Another trader agreed there was little buying. “There are no bids,” a Chicago trader said. “Everyone has lists out. There are several lists over $100 million. There is no liquidity and bonds have to get cheaper. Fast.”

He added that bond yields need to rise at least another 20 basis points before a buyer would step into the market.

The Municipal Market Data scale ended as much as 18 basis points higher Friday. The 10-year yield jumped 15 basis points to 2.63% and the 30-year yield spiked 18 basis points to 3.96%. The two-year yield increased six basis points to 0.43%.

Yields on the Municipal Market Advisors 5% scale closed as much as 20 basis points higher. The 10-year jumped 18 basis points to 2.78% and the 30-year yield spiked 20 basis points to 4.08%. The two-year yield rose three basis points to 0.50%.

Treasuries continued to weaken. The benchmark 10-year yield jumped 11 basis points to 2.51% and the 30-year yield increased eight basis points to 3.57%. The two-year yield rose four basis points to 0.37%.

Outside the traditional market, tender obligation bonds were not left unscathed. “We are aware of definitely one large liquidation and there is talk of another two,” the Florida trader said. “What you have is a massive unwind of someone’s bonds. The market has been really wide because dealers don’t have the balance sheet to step up.”

Mutual funds were also hit very hard as investors withdrew $2.2 billion from muni bond funds that report weekly, according to Lipper. And the outflows were described as a self-fulfilling prophecy to the overall weaker market.

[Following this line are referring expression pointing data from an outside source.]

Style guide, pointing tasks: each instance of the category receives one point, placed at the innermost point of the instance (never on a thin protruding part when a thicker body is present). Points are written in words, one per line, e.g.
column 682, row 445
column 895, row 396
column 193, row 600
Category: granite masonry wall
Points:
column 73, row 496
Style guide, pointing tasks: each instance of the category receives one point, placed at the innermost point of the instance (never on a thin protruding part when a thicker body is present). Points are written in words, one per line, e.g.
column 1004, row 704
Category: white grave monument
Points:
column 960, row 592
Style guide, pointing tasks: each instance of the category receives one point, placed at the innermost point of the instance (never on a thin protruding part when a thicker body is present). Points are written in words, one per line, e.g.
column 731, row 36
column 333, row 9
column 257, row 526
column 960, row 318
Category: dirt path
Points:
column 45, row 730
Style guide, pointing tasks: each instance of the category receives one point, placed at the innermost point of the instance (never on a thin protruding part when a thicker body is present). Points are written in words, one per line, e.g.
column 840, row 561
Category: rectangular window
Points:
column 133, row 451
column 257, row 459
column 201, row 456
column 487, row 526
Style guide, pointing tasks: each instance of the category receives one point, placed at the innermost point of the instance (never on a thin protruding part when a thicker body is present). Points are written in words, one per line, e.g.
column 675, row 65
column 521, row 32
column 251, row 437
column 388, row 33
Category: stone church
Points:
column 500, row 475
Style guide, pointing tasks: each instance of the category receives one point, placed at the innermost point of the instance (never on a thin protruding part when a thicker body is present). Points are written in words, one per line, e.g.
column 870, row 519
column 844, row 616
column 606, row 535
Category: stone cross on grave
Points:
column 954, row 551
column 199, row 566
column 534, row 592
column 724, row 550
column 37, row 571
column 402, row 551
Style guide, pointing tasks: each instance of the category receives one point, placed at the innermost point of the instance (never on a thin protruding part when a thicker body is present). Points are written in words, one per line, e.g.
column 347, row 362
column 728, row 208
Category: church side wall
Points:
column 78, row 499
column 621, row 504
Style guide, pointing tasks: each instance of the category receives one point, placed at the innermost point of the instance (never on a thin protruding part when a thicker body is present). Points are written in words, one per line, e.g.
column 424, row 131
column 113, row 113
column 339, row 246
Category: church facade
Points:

“Of course it’s not helping that there has been continued mutual fund outflows,” the trader said. “Mutual funds are forced to sell and the market doesn’t have bid.”

Still, that could leave room for cross-over buyers to step in when the market cheapens up enough. “There are not a lot of natural buyers that are going to step up without massive pain. The banker are already massive buyers and they can’t step in anymore so we need to wait for the hedge fund community to step up. Munis have to get significantly cheaper than taxables.”